By Merrill Shindler, Daily Breeze
POSTED: 09/30/15, 10:05 AM PDT | UPDATED: ON 09/30/2015
So, here I am in a bowling alley just down the street from the Hustler Casino in Gardena, trying to decide between fried bologna on rice, and fried rice mixed with bacon and kimchi — not exactly the choice I thought I’d be facing at this point in my culinary life.
But then, life is filled with surprises and eating out with regularity on the edible fringe of the South Bay never ceases to amaze, especially when you consider the coffee shop (more in name than in actuality).
And so I found myself at the Gardena Bowl, which is packed every night, with a broad demographic. You want to get a sense of Gardena, this is where you go.

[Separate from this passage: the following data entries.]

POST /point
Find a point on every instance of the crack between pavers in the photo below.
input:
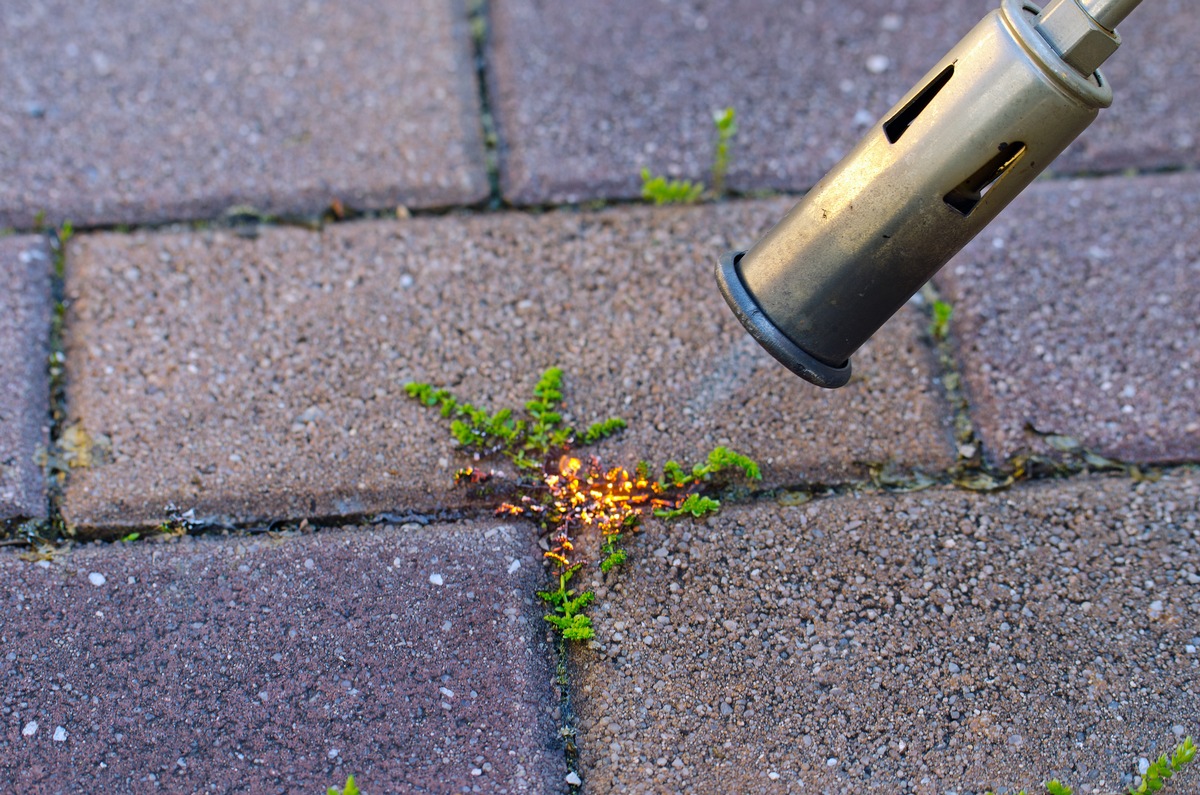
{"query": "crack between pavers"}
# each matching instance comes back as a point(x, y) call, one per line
point(246, 221)
point(568, 730)
point(480, 27)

I have to admit I haven’t been in a bowling alley in a while. Last I was in one, you got a large sheet of paper and a tiny pencil, and someone volunteered to keep track of the score with whatever limited mathematical skills they might have. The result was usually wrong, and often comically so. Now, it’s all done by computer — the scores appear on an overhead screen, and the algorithm knows the difference between a strike and a spare. Which frees the bowlers — many in leagues — from having to worry about whether the score keeper can properly add or not.
On as recent night, the alley was filled with bowlers who have their own shoes and their own monogrammed bowling balls. They wear fancy bowling gloves and arm braces. When they want a beverage, they go to the bar in the Bowl. But when they want something to eat, they go to the Coffee Shop — along with folks who haven’t picked up a bowling ball in years, if ever. Certainly, when you consider that the Coffee Shop opens at seven in the morning — an hour before the balls start rolling (who bowls at 8 a.m.?) — it’s clear that the Coffee Shop has a life in the community all its own.
While the lunch and dinner menu is an Asian Fusion/Hawaiian deal, breakfast is mostly American traditional, though with small excursions. Of the 11 omelettes listed, only the one made with Spam, onions and spinach counts as an Island dish. You can get your eggs any style with bacon, ham, corned beef hash and a flock of Vienna sausage (there are seven in an order). But you also have the option of Hawaiian-style Portuguese sausage, teriyaki beef and pork chashu, which is very tasty with scrambled eggs.
Breakfast is served all day, which means at any time the Coffee Shop is open, you can tuck into two of the best dishes on the menu. One is called Hawaiian Royal, a funny name for a mishmash of sausage, chashu, scallions, eggs, rice and teriyaki sauce. It looks a bit of a mess, but it tastes absolutely terrific. It’s the sort of dish you luck into when there’s nothing much left in the fridge. It’s a cousin to the Portuguese Sausage Mix, which is kid of an abbreviated version — sausage, eggs and scallions with rice or potatoes. (The rice seems to fit better than the potatoes, but that might be me.)
One night, trying to keep the sodium hit under control, I opted for the miso salmon. It was an OK dish, with overcooked salmon and a sense of being a diet dish that isn’t found on so much of the menu. Eating big here is the fun of the place.
Which brings me to the fried rice tossed with kimchi and bacon, a lot of food with a lot of flavor for not a lot of money. A big order costs all of $8.15; it’s the size of a bowling ball made of rice.
There are all the usual Hawaiian suspects: loco moco, lau lau, lomi lomi, kalua pork, poke. There are thin saimin noodles, both hot and cold. There’s old school chow such as egg foo young, done sundry ways. There are combos that include tsukemono salad, miso soup, rice and green tea. And yes, there’s Spam musubi, which is essentially sushi topped with Spam rather than seafood. It’s easy to eat while you work on a 7-10 split. And hopefully not miss both.